I don't think that anyone can tell you precisely how to do it.  You must have a decent imagination and a good understanding of geometry.  With that said:

    The top circle is in the corner of the square, therfore the radius of the circle is one inch away from each side.  Using the Pythagorean Theorem (x^2 + y^2 = r^2) tells you that the center of the first circle is 2^(1/2) away from the corner.  This relationship will hold in the opposite corner as well.

     So the total diagonal distance will be those two distances from the opposite corners plus the entire diameter of the center circle plus the two half circle or radius remaiders from the corner circles.

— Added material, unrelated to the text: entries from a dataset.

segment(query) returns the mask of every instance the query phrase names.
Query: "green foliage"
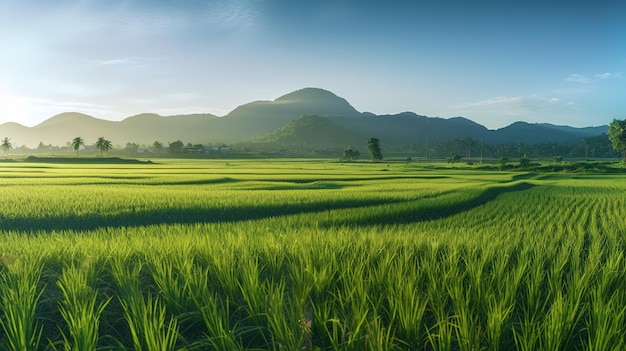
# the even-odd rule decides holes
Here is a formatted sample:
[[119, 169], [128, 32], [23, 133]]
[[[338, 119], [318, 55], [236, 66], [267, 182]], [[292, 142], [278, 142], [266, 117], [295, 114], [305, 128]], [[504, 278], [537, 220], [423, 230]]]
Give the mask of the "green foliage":
[[100, 156], [104, 156], [109, 150], [113, 148], [111, 141], [106, 140], [104, 137], [99, 137], [96, 141], [96, 149], [100, 150]]
[[183, 144], [182, 141], [180, 140], [176, 140], [173, 143], [169, 144], [169, 150], [171, 154], [181, 154], [183, 152], [183, 146], [185, 146], [185, 144]]
[[614, 119], [609, 125], [609, 140], [615, 150], [622, 152], [622, 163], [626, 163], [626, 119]]
[[127, 142], [126, 147], [124, 148], [126, 151], [136, 152], [139, 149], [139, 144]]
[[85, 146], [85, 140], [81, 137], [76, 137], [72, 139], [72, 148], [76, 151], [76, 156], [78, 156], [78, 150], [81, 146]]
[[528, 167], [528, 166], [530, 166], [530, 158], [528, 158], [528, 156], [524, 155], [522, 158], [520, 158], [519, 165], [520, 165], [520, 167]]
[[152, 148], [157, 153], [161, 153], [161, 150], [163, 150], [163, 143], [161, 143], [160, 141], [157, 140], [154, 143], [152, 143]]
[[361, 156], [359, 150], [353, 149], [352, 146], [348, 146], [347, 148], [343, 149], [343, 160], [345, 161], [352, 162], [354, 160], [357, 160], [359, 156]]
[[2, 143], [0, 144], [0, 148], [2, 148], [5, 155], [8, 154], [9, 150], [13, 148], [13, 143], [11, 143], [11, 139], [9, 139], [8, 137], [4, 137], [4, 139], [2, 139]]
[[380, 151], [380, 140], [377, 138], [369, 138], [367, 140], [367, 152], [370, 155], [372, 161], [381, 161], [383, 154]]
[[496, 162], [499, 170], [505, 169], [508, 163], [509, 163], [509, 159], [506, 157], [500, 157], [498, 161]]
[[457, 162], [461, 161], [461, 158], [462, 158], [461, 156], [459, 156], [457, 154], [454, 154], [454, 155], [448, 157], [447, 161], [448, 161], [448, 163], [457, 163]]

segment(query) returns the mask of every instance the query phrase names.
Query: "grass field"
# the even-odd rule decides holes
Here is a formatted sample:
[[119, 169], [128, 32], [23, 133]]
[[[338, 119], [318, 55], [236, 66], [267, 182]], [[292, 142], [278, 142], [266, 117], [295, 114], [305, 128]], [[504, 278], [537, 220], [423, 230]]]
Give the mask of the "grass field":
[[618, 350], [626, 175], [0, 164], [0, 349]]

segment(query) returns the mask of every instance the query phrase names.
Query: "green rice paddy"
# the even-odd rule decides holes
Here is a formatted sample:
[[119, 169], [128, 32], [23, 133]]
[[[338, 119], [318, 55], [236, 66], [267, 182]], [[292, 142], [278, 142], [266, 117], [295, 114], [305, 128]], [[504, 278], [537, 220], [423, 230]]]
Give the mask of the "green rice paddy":
[[618, 350], [626, 175], [0, 164], [0, 349]]

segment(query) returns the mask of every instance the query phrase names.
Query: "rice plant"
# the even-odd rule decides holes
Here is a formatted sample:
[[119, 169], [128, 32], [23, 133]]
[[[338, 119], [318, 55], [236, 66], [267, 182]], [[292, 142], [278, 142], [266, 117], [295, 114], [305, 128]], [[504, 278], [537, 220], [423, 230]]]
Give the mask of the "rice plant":
[[178, 339], [178, 323], [170, 318], [167, 325], [165, 306], [148, 292], [142, 294], [140, 273], [142, 264], [129, 264], [121, 259], [113, 260], [111, 274], [119, 287], [119, 303], [128, 322], [133, 348], [141, 350], [174, 350]]
[[0, 348], [619, 349], [624, 179], [7, 163]]
[[43, 326], [37, 318], [37, 306], [44, 288], [39, 287], [43, 267], [28, 259], [13, 262], [0, 275], [0, 325], [9, 350], [37, 350]]
[[62, 293], [59, 312], [67, 324], [63, 332], [64, 350], [96, 350], [100, 317], [110, 299], [100, 301], [93, 266], [70, 265], [57, 281]]

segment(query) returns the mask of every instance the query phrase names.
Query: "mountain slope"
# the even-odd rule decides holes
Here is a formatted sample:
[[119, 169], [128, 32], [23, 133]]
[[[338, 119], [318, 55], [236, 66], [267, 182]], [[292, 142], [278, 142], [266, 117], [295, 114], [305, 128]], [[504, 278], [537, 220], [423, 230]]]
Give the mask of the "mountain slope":
[[387, 146], [398, 147], [429, 141], [471, 137], [480, 139], [487, 128], [465, 118], [450, 119], [419, 116], [412, 112], [397, 115], [370, 115], [359, 119], [332, 118], [340, 126], [364, 137], [376, 137]]
[[211, 139], [207, 138], [205, 130], [218, 118], [208, 113], [168, 117], [153, 113], [140, 114], [118, 122], [122, 134], [115, 138], [146, 145], [155, 141], [167, 144], [176, 140], [206, 143]]
[[43, 142], [44, 144], [62, 146], [78, 136], [87, 143], [90, 143], [90, 140], [95, 142], [98, 137], [118, 134], [115, 123], [82, 113], [61, 113], [30, 128], [19, 143], [37, 145], [39, 142]]
[[547, 123], [531, 124], [515, 122], [504, 128], [489, 131], [485, 142], [492, 144], [524, 143], [568, 143], [597, 136], [608, 131], [607, 127], [573, 128]]
[[361, 134], [343, 128], [328, 117], [302, 116], [246, 144], [262, 149], [276, 145], [296, 149], [340, 149], [362, 143]]
[[550, 123], [539, 123], [538, 125], [584, 137], [593, 137], [607, 132], [606, 126], [574, 128], [570, 126], [557, 126]]
[[[308, 117], [302, 117], [308, 116]], [[323, 117], [323, 118], [322, 118]], [[311, 147], [361, 145], [370, 137], [384, 147], [424, 145], [456, 138], [490, 144], [573, 143], [608, 132], [608, 126], [573, 128], [516, 122], [498, 130], [463, 117], [438, 118], [413, 112], [395, 115], [361, 113], [330, 91], [304, 88], [273, 101], [241, 105], [224, 117], [211, 114], [160, 116], [139, 114], [122, 121], [107, 121], [81, 113], [62, 113], [28, 128], [17, 123], [0, 125], [0, 137], [14, 145], [36, 147], [40, 142], [63, 146], [80, 136], [87, 144], [105, 137], [116, 147], [127, 142], [151, 145], [181, 140], [184, 143], [234, 143], [253, 140], [265, 146], [307, 144]], [[273, 141], [272, 141], [273, 140]]]
[[228, 139], [247, 139], [269, 133], [303, 115], [357, 117], [360, 113], [345, 99], [317, 88], [304, 88], [274, 101], [241, 105], [215, 123]]

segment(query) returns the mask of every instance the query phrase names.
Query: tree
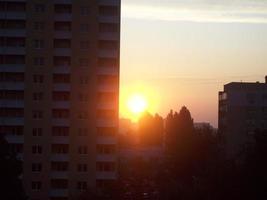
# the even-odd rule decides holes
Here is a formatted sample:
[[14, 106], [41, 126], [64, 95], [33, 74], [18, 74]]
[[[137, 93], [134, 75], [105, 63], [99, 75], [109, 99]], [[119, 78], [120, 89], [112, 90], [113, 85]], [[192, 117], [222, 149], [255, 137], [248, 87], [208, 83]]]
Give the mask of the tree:
[[139, 120], [139, 139], [144, 147], [161, 146], [163, 143], [163, 119], [145, 112]]
[[12, 200], [27, 199], [20, 175], [22, 162], [16, 158], [9, 144], [0, 136], [0, 198]]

     The diagonal distance would then be: 2(2)^(1/2) + 2 + 2

     The sides of the square will also be solved using the Pythagorean Theorem with the diagonal distance being the hypotenuse.

     x^2 + y^2 = r^2,   since x = y in this case,  2x^2 = r^2

     Our radius from earlier was 4 + 2(2)^(1/2) = 4 + 8^(1/2)

    2x^2 = 4 + 8^(1/2)

    x^2 = (4 + 8^(1/2)) / 2

    x = (2 + 2^(1/2))^(1/2)

    Since the area of a square is simply a side squared the area is:

    A = 2 + 2^(1/2)

That's the exact answer.  It is approximately 3.41421356237.................

Last edited by irspow (2005-12-08 10:13:13)

wait whats the answer??